5 keys to robust data analysis
Lines of incomprehensible data flow across the screen. The more you try and decipher what it means, the more panicked you become. Your finance team has given you a mountain of data and your executives expect you to tell a story. However, you don’t know what it means and you aren’t sure where to start.
Below, you will find 5 guiding principles for taking the intimidation out of data analysis. These principles will make your data analysis comprehensive, relevant, and applicable to any problem you are solving.
1. Define the Story You Want to Tell
Think of the data you pull akin to the main characters of your favorite novel. Without a plot, the characters are only static beings that are not relevant to anyone or anything. Imagine reading The Lord of the Rings without knowing that the Ring holds great and mysterious power. We would think it ludicrous that Frodo is risking everything for something of seemingly little value.
It is the same with data analysis. Columns and rows upon rows of values are simply just that- rows and columns. In order to drive meaning and insight, we need the story. The story will provide support for the initial hypotheses and will allow you to target your effort. This can usually be framed within an overriding question. For example, “Which of my partners are causing the greatest amount of developers to create the highest quality apps?”
If we pull specific data in an effort to answer a clearly worded question, we can drive to insight. Once that data is collected, we can ask the follow up questions, “What are these partners doing to achieve such success?” And finally, “How can we leverage this knowledge?”
Knowing the story the data is meant to tell paves the way for application and ultimately process improvement.
2. Verify the Credibility of the Source
Ensure the data is accurate and complete. There are two ways. The first is to go directly to the actual source of the data.
Have you ever played the game of telephone? It is pretty much a guarantee that the last person in the circle will receive a message that is totally different than the one initially passed on by the first person.
So it is with data. The more people you have to go through to get the data, the less likely it is to be accurate. If possible, pull your data as close as possible to where it was generated. This will greatly increase the validity of your data.
The second way to verify the credibility of the source is to actually take some time to study the data before starting to manipulate it. Do the values seem reasonable, measureable, and reproducible?
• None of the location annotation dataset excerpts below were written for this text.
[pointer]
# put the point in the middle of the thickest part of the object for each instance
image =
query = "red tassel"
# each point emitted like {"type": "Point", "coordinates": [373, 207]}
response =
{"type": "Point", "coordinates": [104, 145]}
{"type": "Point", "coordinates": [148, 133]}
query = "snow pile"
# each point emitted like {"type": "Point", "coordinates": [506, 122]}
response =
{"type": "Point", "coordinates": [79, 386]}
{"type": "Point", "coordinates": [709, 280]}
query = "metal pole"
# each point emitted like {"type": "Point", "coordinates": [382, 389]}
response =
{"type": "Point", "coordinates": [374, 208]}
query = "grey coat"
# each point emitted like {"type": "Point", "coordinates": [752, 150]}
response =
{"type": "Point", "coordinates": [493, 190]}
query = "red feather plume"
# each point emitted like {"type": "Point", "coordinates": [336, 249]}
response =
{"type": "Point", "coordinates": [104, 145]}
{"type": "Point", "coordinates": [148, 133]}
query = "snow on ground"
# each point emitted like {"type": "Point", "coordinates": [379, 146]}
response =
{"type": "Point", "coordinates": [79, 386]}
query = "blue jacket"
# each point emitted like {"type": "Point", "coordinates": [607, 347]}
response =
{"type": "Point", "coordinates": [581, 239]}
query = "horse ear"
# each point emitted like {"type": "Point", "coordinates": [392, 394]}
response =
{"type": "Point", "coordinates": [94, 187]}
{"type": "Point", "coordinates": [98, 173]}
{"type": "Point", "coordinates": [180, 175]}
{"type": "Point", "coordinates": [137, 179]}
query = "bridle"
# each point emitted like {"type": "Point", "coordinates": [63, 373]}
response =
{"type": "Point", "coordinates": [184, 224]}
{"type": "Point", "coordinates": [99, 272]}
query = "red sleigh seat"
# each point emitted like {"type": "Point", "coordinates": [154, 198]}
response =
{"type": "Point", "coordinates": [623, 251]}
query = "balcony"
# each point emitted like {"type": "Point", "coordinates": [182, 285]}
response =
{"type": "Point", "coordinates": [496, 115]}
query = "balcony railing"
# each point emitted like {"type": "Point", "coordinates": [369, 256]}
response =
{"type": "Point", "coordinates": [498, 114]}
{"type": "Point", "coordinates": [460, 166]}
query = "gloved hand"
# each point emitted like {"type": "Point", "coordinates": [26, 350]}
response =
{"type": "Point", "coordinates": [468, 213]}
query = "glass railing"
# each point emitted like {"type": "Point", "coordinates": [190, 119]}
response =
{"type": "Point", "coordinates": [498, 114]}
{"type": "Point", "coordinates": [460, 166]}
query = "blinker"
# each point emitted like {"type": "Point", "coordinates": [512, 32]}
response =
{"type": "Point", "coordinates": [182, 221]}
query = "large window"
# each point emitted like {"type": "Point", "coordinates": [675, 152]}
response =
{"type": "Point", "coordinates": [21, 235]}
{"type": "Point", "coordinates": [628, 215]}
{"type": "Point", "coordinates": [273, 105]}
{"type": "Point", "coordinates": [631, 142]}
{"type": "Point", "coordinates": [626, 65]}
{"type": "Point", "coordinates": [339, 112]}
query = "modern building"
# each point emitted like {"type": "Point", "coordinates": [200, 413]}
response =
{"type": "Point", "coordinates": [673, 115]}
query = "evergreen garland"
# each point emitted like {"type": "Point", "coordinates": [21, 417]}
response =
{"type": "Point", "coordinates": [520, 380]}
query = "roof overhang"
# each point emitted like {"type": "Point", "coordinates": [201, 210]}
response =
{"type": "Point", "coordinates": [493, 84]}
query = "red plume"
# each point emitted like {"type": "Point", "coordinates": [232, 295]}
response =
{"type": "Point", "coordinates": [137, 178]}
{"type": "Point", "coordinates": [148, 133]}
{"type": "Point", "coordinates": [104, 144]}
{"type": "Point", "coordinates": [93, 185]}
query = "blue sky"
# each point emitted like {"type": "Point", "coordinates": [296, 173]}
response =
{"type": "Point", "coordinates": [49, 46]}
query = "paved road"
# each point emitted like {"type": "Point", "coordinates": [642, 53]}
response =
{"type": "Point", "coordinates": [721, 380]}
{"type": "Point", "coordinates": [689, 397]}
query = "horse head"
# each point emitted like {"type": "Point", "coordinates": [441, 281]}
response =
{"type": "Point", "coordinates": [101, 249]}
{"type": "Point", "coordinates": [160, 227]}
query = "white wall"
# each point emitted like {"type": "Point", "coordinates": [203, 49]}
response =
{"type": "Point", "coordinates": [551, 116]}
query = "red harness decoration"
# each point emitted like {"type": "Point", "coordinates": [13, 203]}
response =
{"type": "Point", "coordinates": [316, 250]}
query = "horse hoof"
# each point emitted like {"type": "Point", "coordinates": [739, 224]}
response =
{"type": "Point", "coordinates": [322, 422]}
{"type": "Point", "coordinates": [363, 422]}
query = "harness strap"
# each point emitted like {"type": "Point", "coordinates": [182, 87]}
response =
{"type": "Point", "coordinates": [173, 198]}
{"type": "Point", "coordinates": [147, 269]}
Do they make sense within the context of the story you are telling? Oftentimes as data analysts we get zeroed in on singular bits of information. It is important that we take a step back and ensure that what we are analyzing supports the overall picture.
3. Automate, Automate, Automate
When dealing with millions of pieces of data, it is all too easy to spend hours manipulating it. Not only that, but we are all prone to human error. The more manual a process, the greater risk there is of making mistakes. Because of these two factors, it is imperative that you automate the entire process of data analysis as much as possible. Not only will this build confidence in your numbers, but it will also allow for scalability.
The key is to look for patterns. If anything seems repetitious, chances are you can probably automate it. It can be as simple as writing a macro that organizes the data in Excel or as complicated as creating a web crawling engine. However, beware of over-engineering the process. The definition of success is when you automate the process in a way that is repeatable and easily executable by anyone, at any time.
4. Measure Twice, Cut Once
This adage is especially true if you have moved to the point where the data collection is almost entirely automated. It is easy to fall into the trap of pulling the data and moving on without taking a moment to ensure that it is correct.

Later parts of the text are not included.